Forty-Seven Open Tabs

The problem isn't that you don't know what to do. It's that you can't stop thinking about everything else.

I have forty-seven tabs open right now. I counted.

Some of them are research for projects I'm actively working on. Some are articles I meant to read weeks ago. Some are tools I was evaluating. Some are things I need to buy but haven't gotten around to. At least three are pages I don't recognize anymore—I have no idea why I opened them or what I was looking for.

This browser is a map of my attention. It's not a flattering portrait.


I've tried every productivity system. GTD. Pomodoro. Time blocking. Notion templates. Todoist with seventeen labels. Roam with backlinks connecting everything to everything else.

They all work for a while. They all eventually stop working.

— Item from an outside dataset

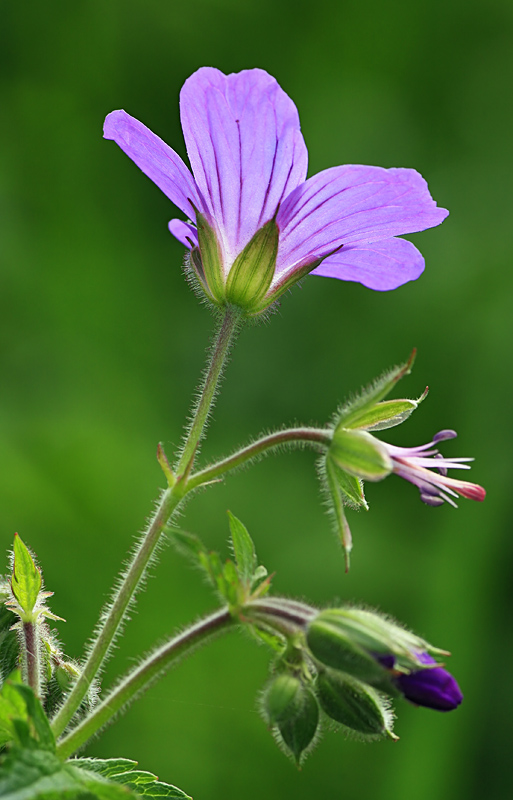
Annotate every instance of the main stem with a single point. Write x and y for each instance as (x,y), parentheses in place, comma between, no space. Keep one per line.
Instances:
(114,614)
(153,666)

Here's what I've come to believe: the problem isn't the system. The problem is that most systems are designed to help you capture and organize, but not to help you decide.

I can capture anything. I can organize anything. I can tag and categorize and cross-reference until everything is perfectly filed.

And then I can stare at my perfectly organized list and still have no idea what to actually do next.


Douglass is my attempt to solve this for myself.

Named after Frederick Douglass—the advisor I needed but couldn't afford to hire—it's an experiment in decision assistance. Not just remembering things, but actually helping you choose between them.

Feed it your chaos. The ideas, the obligations, the opportunities, the random 2 AM thoughts. It surfaces what matters right now, based on your stated goals, your calendar, your energy. A swipe interface for daily triage. Not a to-do list. A decision engine.


It's alpha. Very alpha. I'm using it myself, refining as I go.

But the core idea feels right: the modern knowledge worker's problem isn't capture. It's selection. It's knowing what to do next when everything feels equally urgent and nothing feels quite right.


Maybe that's just me. Maybe you've got your tabs under control.

But if you're staring at your own browser window feeling slightly overwhelmed, know that you're not alone. And maybe—maybe—there's a system that can help.